Monday 26 February 2018

Finance chief will face tough grilling to secure EU post

Fionnan Sheahan and Donal O'Donovan in Brussels

DEPARTMENT of Finance chief Kevin Cardiff will be forced to address mounting questions over his suitability to be appointed to a plum EU job.

Even Fine Gael's allies in Europe have expressed doubts about Mr Cardiff and are planning to give him an intense grilling as concerns mount in Brussels over his nomination.

Finance Minister Michael Noonan last night said the Government fully supported Kevin Cardiff's nomination to join the European Court of Auditors.

Mr Noonan said he expected the European Parliament to back the appointment.

Mr Cardiff is due to appear before the European Parliament's budgetary control committee in a fortnight to be ratified for appointment.

Fine Gael is part of the biggest group in the European Parliament, the European People's Party (EPP).

The leader of the EPP group on the committee told the Irish Independent that what she had read about Mr Cardiff's nomination was "quite worrying".

German MEP Ingeborg Grassle, the EPP coordinator on the committee, said she had already heard of the €3.6bn accounting error. She also had questions about Mr Cardiff's role during the economic crisis.
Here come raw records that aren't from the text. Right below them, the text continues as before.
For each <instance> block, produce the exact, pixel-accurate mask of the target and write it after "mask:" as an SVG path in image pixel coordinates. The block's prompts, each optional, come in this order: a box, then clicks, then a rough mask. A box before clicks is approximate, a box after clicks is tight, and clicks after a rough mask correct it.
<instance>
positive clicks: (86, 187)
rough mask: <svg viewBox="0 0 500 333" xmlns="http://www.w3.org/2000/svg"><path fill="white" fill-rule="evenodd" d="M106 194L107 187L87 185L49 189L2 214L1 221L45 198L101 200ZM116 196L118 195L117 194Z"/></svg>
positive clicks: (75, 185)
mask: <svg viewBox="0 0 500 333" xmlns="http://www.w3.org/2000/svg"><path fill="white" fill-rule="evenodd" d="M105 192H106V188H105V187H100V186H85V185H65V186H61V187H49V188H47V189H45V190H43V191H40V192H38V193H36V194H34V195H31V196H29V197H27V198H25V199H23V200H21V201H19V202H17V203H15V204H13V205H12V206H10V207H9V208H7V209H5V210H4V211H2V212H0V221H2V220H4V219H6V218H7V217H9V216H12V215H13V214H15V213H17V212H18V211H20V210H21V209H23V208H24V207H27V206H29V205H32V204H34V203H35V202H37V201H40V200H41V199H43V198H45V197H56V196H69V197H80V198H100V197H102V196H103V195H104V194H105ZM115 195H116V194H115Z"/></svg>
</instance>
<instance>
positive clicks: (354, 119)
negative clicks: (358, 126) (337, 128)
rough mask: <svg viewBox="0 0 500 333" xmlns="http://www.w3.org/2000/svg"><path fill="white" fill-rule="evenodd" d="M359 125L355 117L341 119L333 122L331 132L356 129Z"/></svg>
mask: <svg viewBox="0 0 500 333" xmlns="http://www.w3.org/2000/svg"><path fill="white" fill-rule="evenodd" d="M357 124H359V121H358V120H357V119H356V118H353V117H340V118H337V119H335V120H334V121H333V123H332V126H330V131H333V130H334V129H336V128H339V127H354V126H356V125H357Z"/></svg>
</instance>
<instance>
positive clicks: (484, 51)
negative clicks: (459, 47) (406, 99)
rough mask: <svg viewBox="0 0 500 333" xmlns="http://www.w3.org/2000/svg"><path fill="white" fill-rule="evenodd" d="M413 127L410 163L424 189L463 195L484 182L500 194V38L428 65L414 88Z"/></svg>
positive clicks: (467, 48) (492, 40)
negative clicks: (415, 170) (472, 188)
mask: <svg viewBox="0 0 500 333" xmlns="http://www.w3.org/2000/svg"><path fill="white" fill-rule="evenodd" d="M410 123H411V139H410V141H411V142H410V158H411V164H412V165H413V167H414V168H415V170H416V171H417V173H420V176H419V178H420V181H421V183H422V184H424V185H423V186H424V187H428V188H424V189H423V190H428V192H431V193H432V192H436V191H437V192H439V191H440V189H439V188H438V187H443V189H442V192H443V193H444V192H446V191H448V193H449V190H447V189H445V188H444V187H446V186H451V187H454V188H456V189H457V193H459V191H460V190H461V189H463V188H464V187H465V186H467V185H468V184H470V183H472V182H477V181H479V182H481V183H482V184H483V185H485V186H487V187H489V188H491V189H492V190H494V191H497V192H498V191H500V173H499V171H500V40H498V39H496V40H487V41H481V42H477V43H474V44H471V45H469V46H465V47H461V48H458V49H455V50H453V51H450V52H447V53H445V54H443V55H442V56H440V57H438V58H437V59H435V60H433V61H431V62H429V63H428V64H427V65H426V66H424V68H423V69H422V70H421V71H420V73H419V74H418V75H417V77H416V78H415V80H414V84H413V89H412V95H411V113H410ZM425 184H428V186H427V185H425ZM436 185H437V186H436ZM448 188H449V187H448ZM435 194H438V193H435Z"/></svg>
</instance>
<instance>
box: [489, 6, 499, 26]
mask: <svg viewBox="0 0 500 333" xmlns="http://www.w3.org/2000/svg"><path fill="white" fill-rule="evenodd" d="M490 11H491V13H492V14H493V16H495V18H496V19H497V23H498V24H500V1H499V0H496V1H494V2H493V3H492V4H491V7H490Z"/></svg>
"The Court of Auditors should be beyond all doubt. What we read in the press is really quite worrying. I think he will have a very interesting hearing. I am keen on knowing his past," she said.

Ms Grassle said her alignment with Fine Gael in the parliament would in no way impede her questioning of Mr Cardiff.
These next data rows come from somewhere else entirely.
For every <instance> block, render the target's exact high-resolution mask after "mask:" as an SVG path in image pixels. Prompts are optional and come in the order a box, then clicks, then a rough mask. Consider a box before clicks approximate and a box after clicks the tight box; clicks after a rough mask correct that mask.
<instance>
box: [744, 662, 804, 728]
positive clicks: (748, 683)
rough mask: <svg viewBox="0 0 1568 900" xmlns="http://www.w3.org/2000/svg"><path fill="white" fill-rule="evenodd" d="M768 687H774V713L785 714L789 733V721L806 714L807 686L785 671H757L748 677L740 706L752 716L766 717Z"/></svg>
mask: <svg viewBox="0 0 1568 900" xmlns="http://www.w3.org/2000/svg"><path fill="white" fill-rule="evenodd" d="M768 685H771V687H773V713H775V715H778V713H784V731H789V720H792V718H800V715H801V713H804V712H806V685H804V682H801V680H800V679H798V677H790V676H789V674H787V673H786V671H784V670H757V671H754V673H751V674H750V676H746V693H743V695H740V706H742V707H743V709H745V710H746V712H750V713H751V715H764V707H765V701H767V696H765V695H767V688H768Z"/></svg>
"We have to examine. We have to do our job," she said.

Independent MEP Marian Harkin said she would be discussing Mr Cardiff's nomination with her colleagues on the committee.
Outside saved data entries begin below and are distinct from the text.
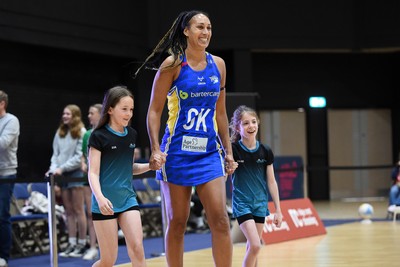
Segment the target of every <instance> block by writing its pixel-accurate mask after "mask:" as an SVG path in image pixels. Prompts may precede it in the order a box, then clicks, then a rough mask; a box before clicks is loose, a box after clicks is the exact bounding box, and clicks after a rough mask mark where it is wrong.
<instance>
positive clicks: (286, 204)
mask: <svg viewBox="0 0 400 267" xmlns="http://www.w3.org/2000/svg"><path fill="white" fill-rule="evenodd" d="M280 203H281V210H282V215H283V219H282V224H281V227H280V228H277V227H276V226H275V224H273V222H272V220H273V218H274V213H275V206H274V203H273V202H269V203H268V208H269V211H270V213H271V214H270V215H269V216H268V217H266V219H265V224H264V229H263V234H262V239H263V242H264V244H272V243H278V242H283V241H288V240H292V239H298V238H303V237H309V236H314V235H323V234H326V230H325V226H324V224H323V223H322V221H321V219H320V218H319V216H318V213H317V211H316V210H315V208H314V206H313V204H312V203H311V201H310V200H309V199H308V198H298V199H290V200H281V202H280Z"/></svg>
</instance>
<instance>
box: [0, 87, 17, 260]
mask: <svg viewBox="0 0 400 267" xmlns="http://www.w3.org/2000/svg"><path fill="white" fill-rule="evenodd" d="M7 106H8V95H7V94H6V93H5V92H4V91H1V90H0V179H15V178H17V167H18V161H17V149H18V137H19V120H18V118H17V117H15V116H14V115H13V114H10V113H7V111H6V109H7ZM13 190H14V183H13V182H1V183H0V267H7V266H8V265H7V262H8V259H9V258H10V250H11V233H12V228H11V221H10V216H11V215H10V202H11V196H12V194H13Z"/></svg>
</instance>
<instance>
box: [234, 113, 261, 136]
mask: <svg viewBox="0 0 400 267" xmlns="http://www.w3.org/2000/svg"><path fill="white" fill-rule="evenodd" d="M237 130H238V131H239V133H240V136H241V138H242V139H247V140H249V141H251V140H255V139H256V137H257V133H258V120H257V117H255V116H254V115H252V114H251V113H248V112H244V113H243V115H242V118H241V120H240V124H239V129H237Z"/></svg>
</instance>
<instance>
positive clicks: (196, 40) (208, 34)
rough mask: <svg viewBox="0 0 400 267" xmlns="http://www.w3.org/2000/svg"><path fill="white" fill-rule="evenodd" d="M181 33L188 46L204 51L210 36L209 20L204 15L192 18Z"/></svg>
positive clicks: (196, 16) (198, 14)
mask: <svg viewBox="0 0 400 267" xmlns="http://www.w3.org/2000/svg"><path fill="white" fill-rule="evenodd" d="M183 33H184V34H185V35H186V36H187V37H188V46H191V47H200V48H202V49H205V48H206V47H207V46H208V45H209V43H210V39H211V35H212V33H211V22H210V19H209V18H208V17H207V16H206V15H204V14H197V15H195V16H193V18H192V19H191V20H190V22H189V26H188V27H186V28H185V30H184V31H183Z"/></svg>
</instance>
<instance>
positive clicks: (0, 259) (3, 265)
mask: <svg viewBox="0 0 400 267" xmlns="http://www.w3.org/2000/svg"><path fill="white" fill-rule="evenodd" d="M7 266H8V264H7V262H6V260H5V259H3V258H0V267H7Z"/></svg>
"On the wider issues in the Department of Finance, I would personally feel politicians must take primary responsibility there. But I don't think it was the most appropriate nomination," she said.

None of Ireland's 12 MEPs are on the committee but they can inform their colleagues on questions to pose.

The European Parliament cannot block Mr Cardiff's nomination completely, but it can reject it, which would be highly embarrassing.

In that case, the Government would have to consider trying to push the nomination through via an EU finance ministers meeting.